Deux hommes parfaitement identiques les attendaient au bout du chemin. Des colosses ! Sur leurs bras nus, juste au-dessus du coude, Richard vit des cercles de métal hérissés de pointes. Des gardes, sans doute… Un troisième homme se tenait près d’eux : une poitrine d’athlète, des cheveux blonds coupés en brosse traversés par une unique bande noire…
Campé au centre de la pelouse, près d’un cercle de sable blanc, baigné par les rayons du soleil couchant, un autre homme leur tournait le dos. La lumière faisait briller sa robe et ses longs cheveux blonds, se reflétant sur sa ceinture en or et le manche du couteau incurvé qui y était accroché.
Denna s’agenouilla, le front pressé contre le sol. Selon les ordres qu’elle lui avait donnés, Richard l’imita, écartant son épée pour qu’elle ne le gêne pas.

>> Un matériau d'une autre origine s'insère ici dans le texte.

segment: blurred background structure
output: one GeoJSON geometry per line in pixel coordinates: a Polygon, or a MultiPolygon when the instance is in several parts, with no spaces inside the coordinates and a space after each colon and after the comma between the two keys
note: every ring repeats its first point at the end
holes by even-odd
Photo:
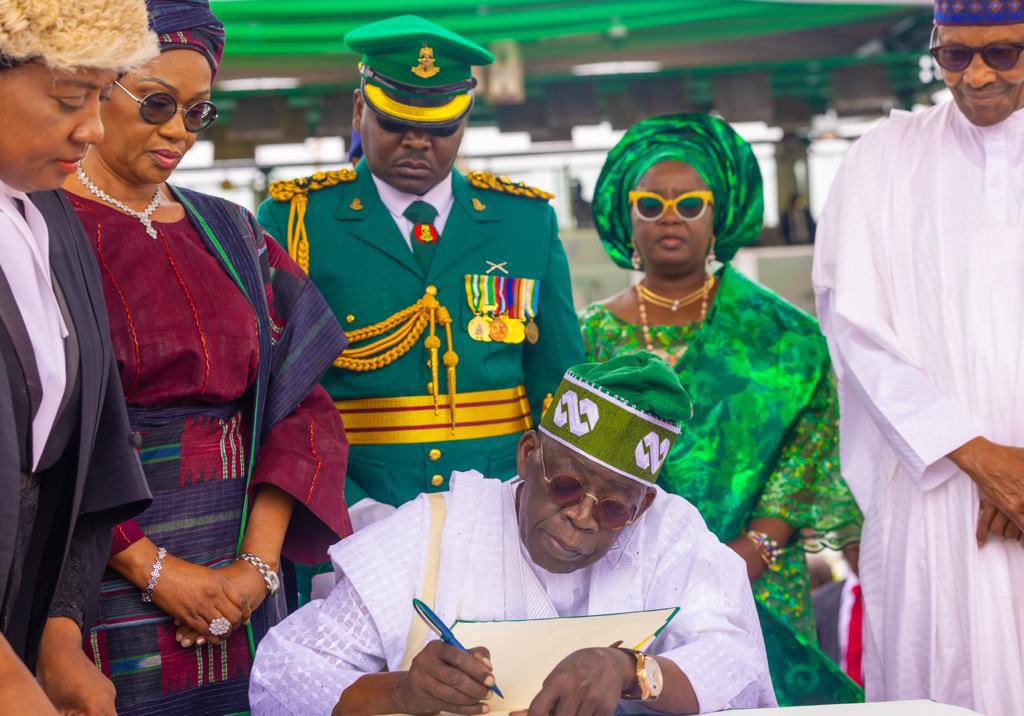
{"type": "Polygon", "coordinates": [[[760,246],[734,265],[811,310],[814,218],[849,145],[943,101],[931,0],[213,0],[221,111],[174,181],[249,208],[278,178],[342,166],[357,57],[342,38],[415,11],[486,45],[460,166],[554,192],[578,305],[623,288],[592,227],[604,155],[634,122],[714,112],[754,142],[760,246]]]}

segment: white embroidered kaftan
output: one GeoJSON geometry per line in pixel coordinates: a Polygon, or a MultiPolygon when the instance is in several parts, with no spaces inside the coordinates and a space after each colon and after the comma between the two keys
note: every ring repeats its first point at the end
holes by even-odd
{"type": "MultiPolygon", "coordinates": [[[[520,550],[518,483],[453,475],[434,605],[444,622],[558,616],[520,550]]],[[[254,715],[329,714],[364,674],[398,668],[429,530],[420,496],[331,549],[334,591],[271,629],[259,646],[249,690],[254,715]]],[[[774,705],[743,563],[685,500],[658,491],[590,572],[583,614],[680,607],[648,652],[679,665],[702,710],[774,705]]]]}
{"type": "Polygon", "coordinates": [[[1024,447],[1024,112],[903,112],[851,150],[818,224],[843,475],[864,512],[869,700],[1024,713],[1024,549],[975,539],[944,457],[1024,447]]]}

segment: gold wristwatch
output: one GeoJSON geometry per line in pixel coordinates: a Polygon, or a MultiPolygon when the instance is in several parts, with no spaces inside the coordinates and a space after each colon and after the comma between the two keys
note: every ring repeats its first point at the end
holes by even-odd
{"type": "Polygon", "coordinates": [[[637,685],[629,691],[623,693],[623,699],[628,701],[652,702],[662,696],[662,688],[665,681],[662,678],[662,667],[657,660],[648,657],[643,651],[633,649],[623,649],[632,654],[637,660],[637,685]]]}

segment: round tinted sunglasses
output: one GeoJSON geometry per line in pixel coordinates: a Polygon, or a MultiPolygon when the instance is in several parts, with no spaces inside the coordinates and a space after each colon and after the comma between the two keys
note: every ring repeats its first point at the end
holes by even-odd
{"type": "Polygon", "coordinates": [[[666,199],[653,192],[630,192],[630,204],[641,221],[657,221],[671,207],[683,221],[696,221],[715,203],[711,192],[687,192],[675,199],[666,199]]]}
{"type": "Polygon", "coordinates": [[[984,47],[936,45],[929,50],[939,67],[946,72],[964,72],[971,67],[976,54],[980,54],[985,65],[992,70],[1007,72],[1017,67],[1022,51],[1024,43],[1020,42],[993,42],[984,47]]]}
{"type": "Polygon", "coordinates": [[[613,498],[606,497],[599,500],[587,492],[587,486],[577,475],[559,472],[549,476],[547,465],[544,463],[543,446],[540,451],[544,481],[548,486],[548,499],[558,507],[572,507],[590,498],[594,501],[594,521],[599,528],[609,532],[617,532],[627,524],[632,524],[633,520],[636,519],[637,508],[631,508],[621,500],[613,498]]]}
{"type": "MultiPolygon", "coordinates": [[[[115,82],[129,97],[138,102],[138,116],[146,124],[166,124],[179,112],[178,100],[170,92],[153,92],[139,99],[123,84],[115,82]]],[[[217,121],[217,106],[206,99],[180,110],[184,118],[185,130],[198,134],[217,121]]]]}

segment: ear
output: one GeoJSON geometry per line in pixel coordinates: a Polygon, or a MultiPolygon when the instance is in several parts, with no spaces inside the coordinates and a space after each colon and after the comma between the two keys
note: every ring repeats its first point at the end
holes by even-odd
{"type": "Polygon", "coordinates": [[[537,452],[541,447],[541,435],[537,430],[526,430],[522,433],[522,437],[519,438],[519,445],[516,448],[515,462],[516,471],[519,476],[526,479],[530,475],[530,470],[527,468],[530,458],[532,458],[534,453],[537,452]]]}
{"type": "Polygon", "coordinates": [[[362,112],[366,108],[366,101],[362,99],[362,90],[356,89],[352,91],[352,129],[362,134],[362,112]]]}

— Maître Rahl nous guide ! déclamèrent-ils ensemble. Maître Rahl nous dispense son enseignement ! Maître Rahl nous protège ! À sa lumière, nous nous épanouissons. Dans sa bienveillance, nous nous réfugions. Devant sa sagesse, nous nous inclinons. Nous existons pour le servir et nos vies lui appartiennent.
Ensuite, ils attendirent, toujours prostrés.
Richard se souvint qu’il n’aurait jamais dû s’approcher de Rahl. C’était très important, même s’il ne se rappelait plus qui lui avait dit ça. Pour ne pas exploser de colère contre l’homme qui avait puni Denna, il se concentra très fort sur la natte.
— Relevez-vous, mes enfants…
Richard se redressa, épaule contre épaule avec Denna. Constater que le maître, dont les yeux bleus étaient rivés sur lui, avait des traits agréables qui respiraient la bonté et l’intelligence ne le rassura pas et ne fit pas taire la petite voix qui hurlait dans son subconscient.
— Tu as l’air étonnamment en forme, ce matin, ma petite chienne, dit Rahl en regardant enfin Denna.
— Maîtresse Denna sait aussi bien supporter la douleur que la dispenser, maître Rahl, osa dire Richard.
Les yeux bleus se posèrent de nouveau sur lui. La sérénité presque nonchalante de Rahl le fit frissonner.
— Ma petite chienne m’a dit que tu es une source incessante de problèmes. Je suis content de voir qu’elle ne m’a pas menti. Mais que tu sois ainsi m’agace beaucoup. (Il joignit les mains, l’air très détendu.) Qu’importe ! Heureux de te rencontrer enfin, Richard Cypher.
Denna plaqua l’Agiel dans le dos du jeune homme pour lui rappeler ce qu’il devait dire.
— Être ici est un honneur pour moi, maître Rahl. Je vis pour vous servir. En votre présence, je me sens si petit…
— Ça, fit Rahl avec un sourire, je n’en doute pas ! (Il dévisagea Richard un long moment.) J’ai des questions à te poser, et tu y répondras.
— Oui, maître Rahl, fit Richard, déjà tremblant.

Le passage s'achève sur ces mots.